Evolutionary history of large inversions violates species tree.
(A) Maximum likelihood trees built from either whole genome SNVs (top) or within the 9, 11, and 20 inversions. Between 2-25 representative samples were selected for each ecogroup (see Table S2) and individuals that were heterozygous were excluded from this analysis. Clades were collapsed by ecogroup for visualization purposes. Full phylogenies are presented in Figures S18 to S25. The whole genome tree indicates Diplotaxodon and Rhamphochromis species split first and formed their own clade. For each of the displayed inversions, the first split was between samples carrying the inverted vs. non-inverted genotypes. Additionally, the Diplotaxodon individuals now formed a clade with the benthics that carry the inversion. (B) Density plots of dXY values comparing benthic species and species of the indicated ecogroup. For the displayed inversions, the Diplotaxodon species were much closer in evolutionary distance when compared to the whole genome plot.

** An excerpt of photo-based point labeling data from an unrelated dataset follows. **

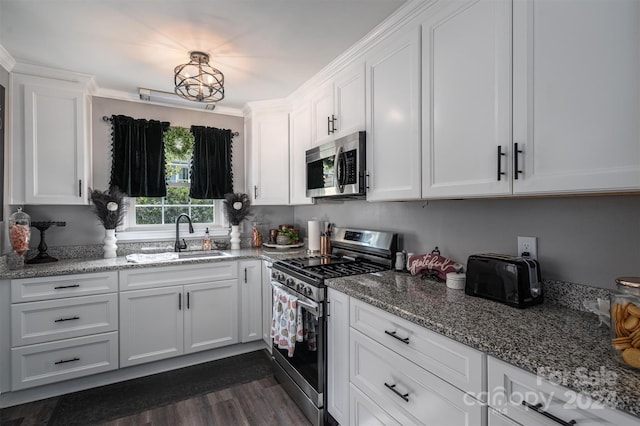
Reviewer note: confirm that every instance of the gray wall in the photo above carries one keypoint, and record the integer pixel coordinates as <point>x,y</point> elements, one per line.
<point>4,81</point>
<point>586,240</point>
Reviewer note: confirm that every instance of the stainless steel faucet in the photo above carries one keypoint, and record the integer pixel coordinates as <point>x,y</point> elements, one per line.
<point>182,246</point>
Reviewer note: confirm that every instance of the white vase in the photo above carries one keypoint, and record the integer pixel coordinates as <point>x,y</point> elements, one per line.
<point>235,237</point>
<point>110,246</point>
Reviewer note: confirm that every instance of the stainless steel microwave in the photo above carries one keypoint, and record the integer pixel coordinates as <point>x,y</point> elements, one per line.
<point>336,169</point>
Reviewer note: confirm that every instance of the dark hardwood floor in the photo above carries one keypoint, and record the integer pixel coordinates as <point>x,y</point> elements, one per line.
<point>261,402</point>
<point>235,391</point>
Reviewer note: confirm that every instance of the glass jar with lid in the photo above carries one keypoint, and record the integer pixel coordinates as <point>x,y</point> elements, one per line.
<point>625,322</point>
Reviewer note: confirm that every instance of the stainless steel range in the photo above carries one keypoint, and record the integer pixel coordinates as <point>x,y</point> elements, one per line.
<point>302,372</point>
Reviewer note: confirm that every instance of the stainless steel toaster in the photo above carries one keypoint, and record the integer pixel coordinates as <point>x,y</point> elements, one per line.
<point>512,280</point>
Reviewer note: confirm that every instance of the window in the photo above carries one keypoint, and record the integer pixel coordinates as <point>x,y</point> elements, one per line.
<point>157,215</point>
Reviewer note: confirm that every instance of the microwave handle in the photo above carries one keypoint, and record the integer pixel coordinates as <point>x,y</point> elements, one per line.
<point>337,161</point>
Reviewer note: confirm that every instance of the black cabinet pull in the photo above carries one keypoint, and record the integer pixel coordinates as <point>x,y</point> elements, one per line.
<point>66,286</point>
<point>395,336</point>
<point>404,396</point>
<point>67,319</point>
<point>62,361</point>
<point>516,152</point>
<point>538,409</point>
<point>500,155</point>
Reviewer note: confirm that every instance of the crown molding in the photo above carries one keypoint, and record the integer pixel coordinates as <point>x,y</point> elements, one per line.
<point>6,60</point>
<point>135,97</point>
<point>39,71</point>
<point>392,23</point>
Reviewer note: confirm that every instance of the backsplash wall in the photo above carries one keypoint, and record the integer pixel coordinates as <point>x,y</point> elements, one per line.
<point>585,240</point>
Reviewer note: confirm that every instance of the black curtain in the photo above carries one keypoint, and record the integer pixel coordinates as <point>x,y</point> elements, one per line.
<point>138,162</point>
<point>211,175</point>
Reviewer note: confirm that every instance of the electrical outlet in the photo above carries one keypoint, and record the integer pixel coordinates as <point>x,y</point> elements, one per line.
<point>528,245</point>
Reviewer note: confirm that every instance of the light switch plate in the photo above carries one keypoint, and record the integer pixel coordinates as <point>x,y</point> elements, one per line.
<point>528,245</point>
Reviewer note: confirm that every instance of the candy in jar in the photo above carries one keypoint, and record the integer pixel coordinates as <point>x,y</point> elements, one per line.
<point>20,231</point>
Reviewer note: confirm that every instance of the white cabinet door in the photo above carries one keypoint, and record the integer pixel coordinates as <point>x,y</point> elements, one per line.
<point>300,131</point>
<point>56,144</point>
<point>338,356</point>
<point>393,117</point>
<point>250,283</point>
<point>322,113</point>
<point>269,178</point>
<point>576,96</point>
<point>210,315</point>
<point>267,303</point>
<point>466,99</point>
<point>151,324</point>
<point>349,100</point>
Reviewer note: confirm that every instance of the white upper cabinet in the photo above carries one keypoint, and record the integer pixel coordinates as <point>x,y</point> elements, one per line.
<point>300,142</point>
<point>466,99</point>
<point>576,96</point>
<point>337,107</point>
<point>268,156</point>
<point>393,117</point>
<point>51,144</point>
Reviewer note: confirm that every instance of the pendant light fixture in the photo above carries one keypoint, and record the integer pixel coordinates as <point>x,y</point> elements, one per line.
<point>198,81</point>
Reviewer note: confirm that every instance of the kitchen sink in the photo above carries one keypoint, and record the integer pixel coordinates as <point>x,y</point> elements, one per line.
<point>201,254</point>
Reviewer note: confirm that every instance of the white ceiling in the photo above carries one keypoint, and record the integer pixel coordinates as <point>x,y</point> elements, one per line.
<point>265,48</point>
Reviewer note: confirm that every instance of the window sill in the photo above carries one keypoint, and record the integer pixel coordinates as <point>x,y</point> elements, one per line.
<point>141,235</point>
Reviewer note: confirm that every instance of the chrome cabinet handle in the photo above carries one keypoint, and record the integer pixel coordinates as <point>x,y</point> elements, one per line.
<point>500,155</point>
<point>66,286</point>
<point>538,409</point>
<point>395,336</point>
<point>67,319</point>
<point>404,396</point>
<point>62,361</point>
<point>516,170</point>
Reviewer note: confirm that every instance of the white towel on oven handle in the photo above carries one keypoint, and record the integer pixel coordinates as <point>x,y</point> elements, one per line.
<point>286,324</point>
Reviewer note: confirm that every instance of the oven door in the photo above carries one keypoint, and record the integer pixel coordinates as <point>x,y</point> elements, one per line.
<point>306,366</point>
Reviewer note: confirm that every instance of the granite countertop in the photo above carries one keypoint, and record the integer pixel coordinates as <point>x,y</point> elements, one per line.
<point>81,266</point>
<point>563,345</point>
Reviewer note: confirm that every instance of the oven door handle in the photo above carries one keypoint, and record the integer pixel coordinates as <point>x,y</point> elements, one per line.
<point>314,308</point>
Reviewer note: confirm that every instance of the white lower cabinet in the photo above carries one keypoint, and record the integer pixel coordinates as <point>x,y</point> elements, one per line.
<point>338,356</point>
<point>250,283</point>
<point>396,373</point>
<point>63,327</point>
<point>366,412</point>
<point>527,399</point>
<point>198,312</point>
<point>410,394</point>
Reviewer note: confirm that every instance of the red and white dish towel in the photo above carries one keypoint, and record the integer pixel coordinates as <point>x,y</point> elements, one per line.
<point>290,324</point>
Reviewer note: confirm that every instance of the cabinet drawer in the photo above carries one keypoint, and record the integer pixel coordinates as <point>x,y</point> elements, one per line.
<point>45,288</point>
<point>408,393</point>
<point>45,363</point>
<point>510,388</point>
<point>134,279</point>
<point>38,322</point>
<point>365,412</point>
<point>454,362</point>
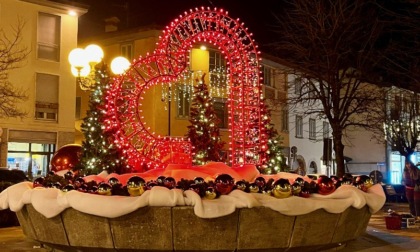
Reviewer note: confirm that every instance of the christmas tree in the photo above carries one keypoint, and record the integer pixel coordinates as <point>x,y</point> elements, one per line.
<point>275,160</point>
<point>99,153</point>
<point>204,130</point>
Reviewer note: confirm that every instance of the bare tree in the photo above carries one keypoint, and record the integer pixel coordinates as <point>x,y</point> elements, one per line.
<point>12,55</point>
<point>402,126</point>
<point>335,48</point>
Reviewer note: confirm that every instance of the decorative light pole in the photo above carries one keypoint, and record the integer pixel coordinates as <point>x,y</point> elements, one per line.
<point>84,62</point>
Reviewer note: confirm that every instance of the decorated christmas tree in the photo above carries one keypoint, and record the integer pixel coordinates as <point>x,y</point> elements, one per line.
<point>99,153</point>
<point>204,131</point>
<point>275,160</point>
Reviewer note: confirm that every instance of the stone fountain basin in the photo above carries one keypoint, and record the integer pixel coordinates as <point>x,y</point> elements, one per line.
<point>178,228</point>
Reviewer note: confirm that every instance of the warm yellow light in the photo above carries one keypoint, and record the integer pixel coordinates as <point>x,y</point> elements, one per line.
<point>83,72</point>
<point>119,65</point>
<point>77,57</point>
<point>94,53</point>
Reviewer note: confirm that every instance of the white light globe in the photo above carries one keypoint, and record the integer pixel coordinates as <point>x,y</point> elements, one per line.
<point>119,65</point>
<point>94,53</point>
<point>84,71</point>
<point>77,57</point>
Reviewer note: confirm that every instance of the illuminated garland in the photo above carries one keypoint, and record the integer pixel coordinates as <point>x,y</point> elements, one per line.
<point>146,150</point>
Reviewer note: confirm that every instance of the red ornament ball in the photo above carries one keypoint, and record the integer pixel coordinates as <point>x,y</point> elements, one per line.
<point>66,158</point>
<point>325,185</point>
<point>38,182</point>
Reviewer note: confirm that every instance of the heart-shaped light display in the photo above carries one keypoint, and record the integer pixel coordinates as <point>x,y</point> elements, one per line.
<point>170,60</point>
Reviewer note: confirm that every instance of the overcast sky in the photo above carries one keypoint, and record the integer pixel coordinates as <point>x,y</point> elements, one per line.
<point>257,15</point>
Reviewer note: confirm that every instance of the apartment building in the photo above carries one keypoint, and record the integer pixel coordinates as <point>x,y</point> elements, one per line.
<point>49,33</point>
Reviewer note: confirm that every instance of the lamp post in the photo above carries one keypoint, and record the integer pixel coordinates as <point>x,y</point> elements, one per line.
<point>84,62</point>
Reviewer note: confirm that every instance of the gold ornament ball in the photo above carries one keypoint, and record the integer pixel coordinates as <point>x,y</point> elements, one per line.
<point>282,189</point>
<point>104,189</point>
<point>136,186</point>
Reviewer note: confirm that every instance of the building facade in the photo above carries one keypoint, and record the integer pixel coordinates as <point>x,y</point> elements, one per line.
<point>49,32</point>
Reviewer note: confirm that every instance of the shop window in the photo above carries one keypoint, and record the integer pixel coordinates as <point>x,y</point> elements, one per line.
<point>46,105</point>
<point>312,129</point>
<point>183,102</point>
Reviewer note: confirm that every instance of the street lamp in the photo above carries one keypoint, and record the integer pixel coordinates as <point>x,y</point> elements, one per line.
<point>83,65</point>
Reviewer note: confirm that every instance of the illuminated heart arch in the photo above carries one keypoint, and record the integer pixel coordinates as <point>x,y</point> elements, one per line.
<point>144,149</point>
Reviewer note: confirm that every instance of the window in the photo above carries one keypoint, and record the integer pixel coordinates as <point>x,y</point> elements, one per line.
<point>217,61</point>
<point>220,108</point>
<point>49,36</point>
<point>127,51</point>
<point>183,102</point>
<point>298,85</point>
<point>268,76</point>
<point>299,126</point>
<point>312,129</point>
<point>326,130</point>
<point>269,93</point>
<point>217,69</point>
<point>46,104</point>
<point>285,120</point>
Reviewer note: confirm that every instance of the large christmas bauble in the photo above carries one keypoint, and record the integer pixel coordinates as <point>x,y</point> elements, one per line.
<point>160,180</point>
<point>260,181</point>
<point>253,188</point>
<point>67,188</point>
<point>78,182</point>
<point>38,182</point>
<point>169,182</point>
<point>282,188</point>
<point>325,185</point>
<point>210,193</point>
<point>224,184</point>
<point>240,185</point>
<point>66,158</point>
<point>113,181</point>
<point>365,180</point>
<point>136,186</point>
<point>296,189</point>
<point>300,181</point>
<point>199,180</point>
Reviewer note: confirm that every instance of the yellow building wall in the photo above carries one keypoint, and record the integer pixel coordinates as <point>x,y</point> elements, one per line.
<point>24,77</point>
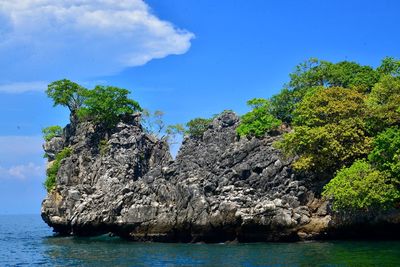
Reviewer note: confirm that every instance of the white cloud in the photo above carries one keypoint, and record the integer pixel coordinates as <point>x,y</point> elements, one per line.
<point>16,149</point>
<point>81,39</point>
<point>23,171</point>
<point>21,157</point>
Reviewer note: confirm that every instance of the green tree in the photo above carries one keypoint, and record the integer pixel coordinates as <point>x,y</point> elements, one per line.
<point>153,122</point>
<point>389,66</point>
<point>318,73</point>
<point>385,155</point>
<point>384,103</point>
<point>172,133</point>
<point>329,130</point>
<point>197,127</point>
<point>67,93</point>
<point>106,105</point>
<point>259,121</point>
<point>52,171</point>
<point>360,186</point>
<point>51,131</point>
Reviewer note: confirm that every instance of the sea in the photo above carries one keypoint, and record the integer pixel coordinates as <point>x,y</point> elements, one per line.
<point>25,240</point>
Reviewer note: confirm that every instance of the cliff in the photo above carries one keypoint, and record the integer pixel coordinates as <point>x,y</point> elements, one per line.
<point>219,188</point>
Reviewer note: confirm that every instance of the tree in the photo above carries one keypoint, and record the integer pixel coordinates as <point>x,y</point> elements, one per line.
<point>329,105</point>
<point>153,122</point>
<point>197,127</point>
<point>106,105</point>
<point>259,121</point>
<point>173,132</point>
<point>385,155</point>
<point>329,130</point>
<point>361,187</point>
<point>52,171</point>
<point>51,131</point>
<point>389,66</point>
<point>314,73</point>
<point>67,93</point>
<point>384,103</point>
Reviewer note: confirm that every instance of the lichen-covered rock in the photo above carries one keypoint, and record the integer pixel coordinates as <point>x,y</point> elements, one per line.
<point>219,188</point>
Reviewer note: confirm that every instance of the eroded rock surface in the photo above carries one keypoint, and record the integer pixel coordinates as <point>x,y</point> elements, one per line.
<point>219,188</point>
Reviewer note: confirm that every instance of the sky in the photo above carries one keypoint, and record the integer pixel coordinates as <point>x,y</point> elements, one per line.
<point>188,58</point>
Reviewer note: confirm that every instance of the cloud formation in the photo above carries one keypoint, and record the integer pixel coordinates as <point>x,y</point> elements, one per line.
<point>81,39</point>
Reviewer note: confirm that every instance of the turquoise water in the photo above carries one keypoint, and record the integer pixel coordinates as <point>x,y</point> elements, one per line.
<point>27,241</point>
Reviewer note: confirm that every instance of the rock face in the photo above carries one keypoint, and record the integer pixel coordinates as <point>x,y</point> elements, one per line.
<point>219,188</point>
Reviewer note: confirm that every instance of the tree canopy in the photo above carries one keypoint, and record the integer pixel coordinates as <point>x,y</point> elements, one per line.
<point>106,104</point>
<point>258,121</point>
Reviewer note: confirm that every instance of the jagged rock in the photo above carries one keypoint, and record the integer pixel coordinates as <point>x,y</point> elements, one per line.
<point>219,188</point>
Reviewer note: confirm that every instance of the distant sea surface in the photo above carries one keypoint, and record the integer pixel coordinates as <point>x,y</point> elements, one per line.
<point>26,241</point>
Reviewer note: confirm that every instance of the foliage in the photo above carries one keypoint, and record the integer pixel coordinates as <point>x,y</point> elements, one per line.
<point>67,93</point>
<point>384,102</point>
<point>318,73</point>
<point>314,72</point>
<point>329,105</point>
<point>51,131</point>
<point>153,122</point>
<point>52,171</point>
<point>326,148</point>
<point>259,121</point>
<point>330,131</point>
<point>172,133</point>
<point>385,155</point>
<point>361,187</point>
<point>389,66</point>
<point>104,147</point>
<point>197,127</point>
<point>106,104</point>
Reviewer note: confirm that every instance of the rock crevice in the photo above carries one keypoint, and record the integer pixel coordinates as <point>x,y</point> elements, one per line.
<point>219,188</point>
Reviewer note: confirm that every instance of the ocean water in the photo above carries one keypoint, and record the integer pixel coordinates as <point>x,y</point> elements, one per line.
<point>26,241</point>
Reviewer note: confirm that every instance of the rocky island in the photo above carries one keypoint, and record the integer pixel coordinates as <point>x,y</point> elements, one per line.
<point>220,187</point>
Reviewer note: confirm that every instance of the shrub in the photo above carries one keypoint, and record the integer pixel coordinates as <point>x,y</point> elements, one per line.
<point>361,187</point>
<point>67,93</point>
<point>104,147</point>
<point>329,130</point>
<point>106,104</point>
<point>259,121</point>
<point>197,127</point>
<point>383,102</point>
<point>52,171</point>
<point>386,152</point>
<point>51,131</point>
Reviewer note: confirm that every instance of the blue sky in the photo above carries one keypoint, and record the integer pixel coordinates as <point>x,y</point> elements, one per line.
<point>189,58</point>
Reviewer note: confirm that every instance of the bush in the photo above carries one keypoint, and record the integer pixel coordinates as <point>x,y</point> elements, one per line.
<point>386,152</point>
<point>329,130</point>
<point>361,187</point>
<point>383,103</point>
<point>104,147</point>
<point>106,104</point>
<point>67,93</point>
<point>259,121</point>
<point>50,181</point>
<point>51,131</point>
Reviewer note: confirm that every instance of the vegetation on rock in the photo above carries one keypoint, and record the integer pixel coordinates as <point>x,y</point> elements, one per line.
<point>103,105</point>
<point>52,171</point>
<point>197,127</point>
<point>361,186</point>
<point>258,121</point>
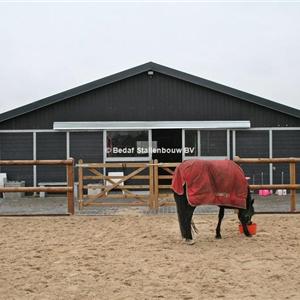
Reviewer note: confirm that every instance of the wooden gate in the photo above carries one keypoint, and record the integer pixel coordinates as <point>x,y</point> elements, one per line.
<point>149,184</point>
<point>130,184</point>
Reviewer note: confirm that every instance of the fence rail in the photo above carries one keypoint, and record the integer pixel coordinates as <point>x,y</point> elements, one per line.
<point>292,167</point>
<point>157,188</point>
<point>69,189</point>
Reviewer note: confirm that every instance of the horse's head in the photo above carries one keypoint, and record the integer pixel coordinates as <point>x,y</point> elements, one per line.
<point>245,215</point>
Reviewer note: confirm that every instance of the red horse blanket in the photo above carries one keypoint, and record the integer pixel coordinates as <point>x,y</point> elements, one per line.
<point>211,182</point>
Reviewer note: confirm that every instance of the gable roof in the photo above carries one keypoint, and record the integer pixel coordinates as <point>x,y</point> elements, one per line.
<point>144,68</point>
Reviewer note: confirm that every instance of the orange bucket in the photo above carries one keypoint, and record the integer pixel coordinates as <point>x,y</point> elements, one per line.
<point>251,228</point>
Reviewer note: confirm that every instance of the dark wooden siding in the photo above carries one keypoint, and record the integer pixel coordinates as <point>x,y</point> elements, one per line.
<point>16,146</point>
<point>87,146</point>
<point>141,98</point>
<point>51,146</point>
<point>285,144</point>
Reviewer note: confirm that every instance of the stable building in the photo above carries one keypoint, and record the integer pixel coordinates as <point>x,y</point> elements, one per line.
<point>149,112</point>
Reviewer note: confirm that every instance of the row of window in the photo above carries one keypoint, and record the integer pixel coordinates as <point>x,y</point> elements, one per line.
<point>140,144</point>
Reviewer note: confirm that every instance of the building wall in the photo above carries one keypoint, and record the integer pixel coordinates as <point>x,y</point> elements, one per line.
<point>14,146</point>
<point>141,98</point>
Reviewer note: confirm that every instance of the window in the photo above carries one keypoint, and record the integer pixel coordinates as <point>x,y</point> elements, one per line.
<point>191,143</point>
<point>120,144</point>
<point>213,143</point>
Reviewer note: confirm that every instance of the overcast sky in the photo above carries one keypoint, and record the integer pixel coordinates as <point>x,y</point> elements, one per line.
<point>48,48</point>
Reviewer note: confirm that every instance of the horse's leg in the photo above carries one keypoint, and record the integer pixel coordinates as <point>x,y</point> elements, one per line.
<point>218,228</point>
<point>185,214</point>
<point>244,224</point>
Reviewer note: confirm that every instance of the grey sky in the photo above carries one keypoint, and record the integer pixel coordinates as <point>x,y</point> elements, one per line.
<point>48,48</point>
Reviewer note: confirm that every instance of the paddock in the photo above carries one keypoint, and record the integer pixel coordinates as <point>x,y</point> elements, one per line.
<point>133,256</point>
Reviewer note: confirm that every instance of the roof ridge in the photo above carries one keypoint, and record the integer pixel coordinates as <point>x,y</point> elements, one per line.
<point>140,69</point>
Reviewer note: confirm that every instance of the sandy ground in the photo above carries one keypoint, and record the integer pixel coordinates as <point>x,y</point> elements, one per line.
<point>133,256</point>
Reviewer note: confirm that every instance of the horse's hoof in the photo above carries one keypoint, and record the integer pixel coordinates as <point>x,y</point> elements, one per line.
<point>189,242</point>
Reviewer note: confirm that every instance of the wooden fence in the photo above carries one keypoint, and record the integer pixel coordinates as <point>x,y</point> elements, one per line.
<point>155,189</point>
<point>98,189</point>
<point>69,189</point>
<point>293,186</point>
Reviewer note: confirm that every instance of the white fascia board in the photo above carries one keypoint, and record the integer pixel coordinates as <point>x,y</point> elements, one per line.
<point>85,126</point>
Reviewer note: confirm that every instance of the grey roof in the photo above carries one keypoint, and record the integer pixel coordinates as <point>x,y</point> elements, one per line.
<point>144,68</point>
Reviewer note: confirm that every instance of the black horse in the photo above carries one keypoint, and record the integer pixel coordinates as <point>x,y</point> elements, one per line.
<point>204,180</point>
<point>185,213</point>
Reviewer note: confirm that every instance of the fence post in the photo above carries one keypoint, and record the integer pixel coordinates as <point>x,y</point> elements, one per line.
<point>80,183</point>
<point>151,187</point>
<point>156,182</point>
<point>293,181</point>
<point>70,194</point>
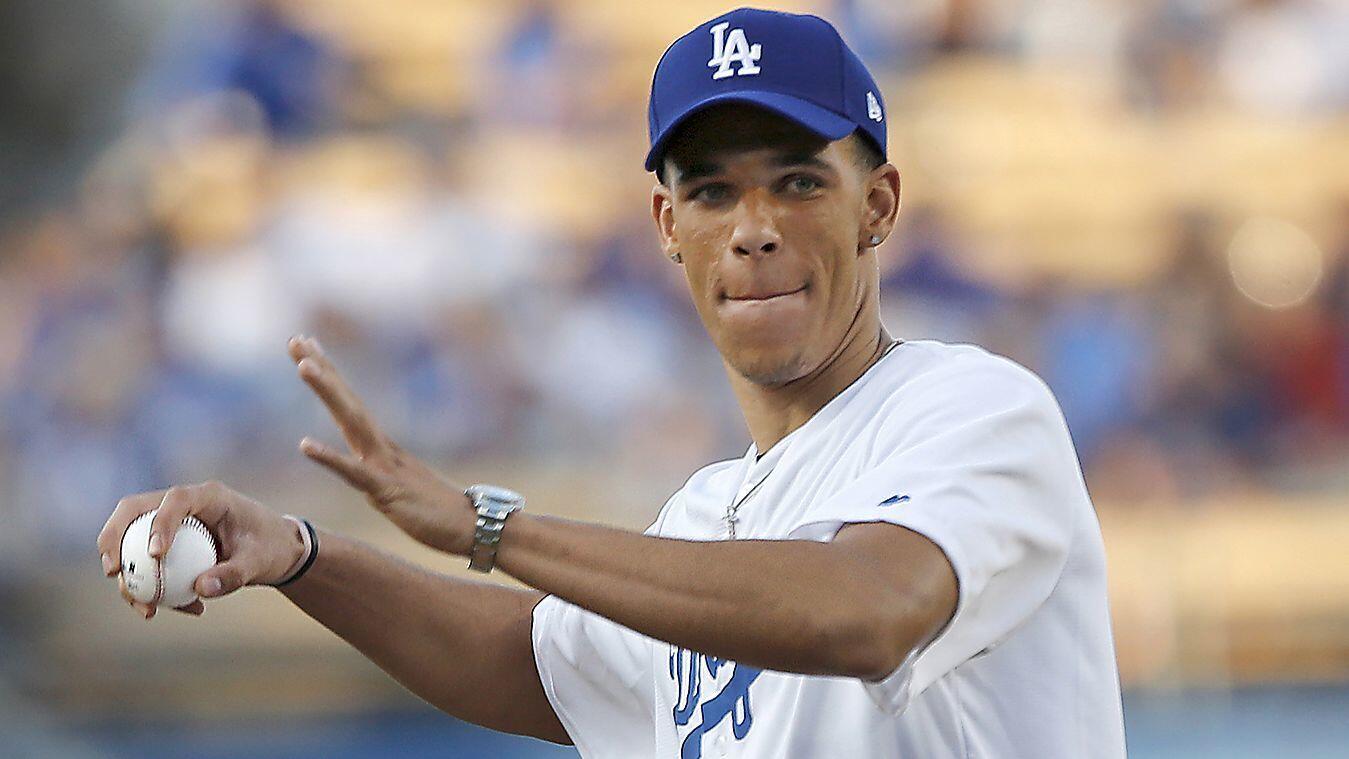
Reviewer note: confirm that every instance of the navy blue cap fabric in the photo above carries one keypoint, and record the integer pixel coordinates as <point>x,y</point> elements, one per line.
<point>795,65</point>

A role for the chromosome 10 inversion in sex determination
(A) Schematic of the two inversion states (normal and inverted) and their assignment as X or Y chromosomes. (B) 24 offspring (12 male and 12 female) from two separate male/female pairs were genotyped for the inversion. For 47 of 48 individuals, the XY animals were male and the XX animals were female. One male was XX. (C) FST analysis comparing 24 males and 24 females identified chromosome 10 as the primary genetic region that segregated with sex. (D) Comparison of heterozygosity levels of 24 male and 24 female animals also identified chromosome 10 as an outlier.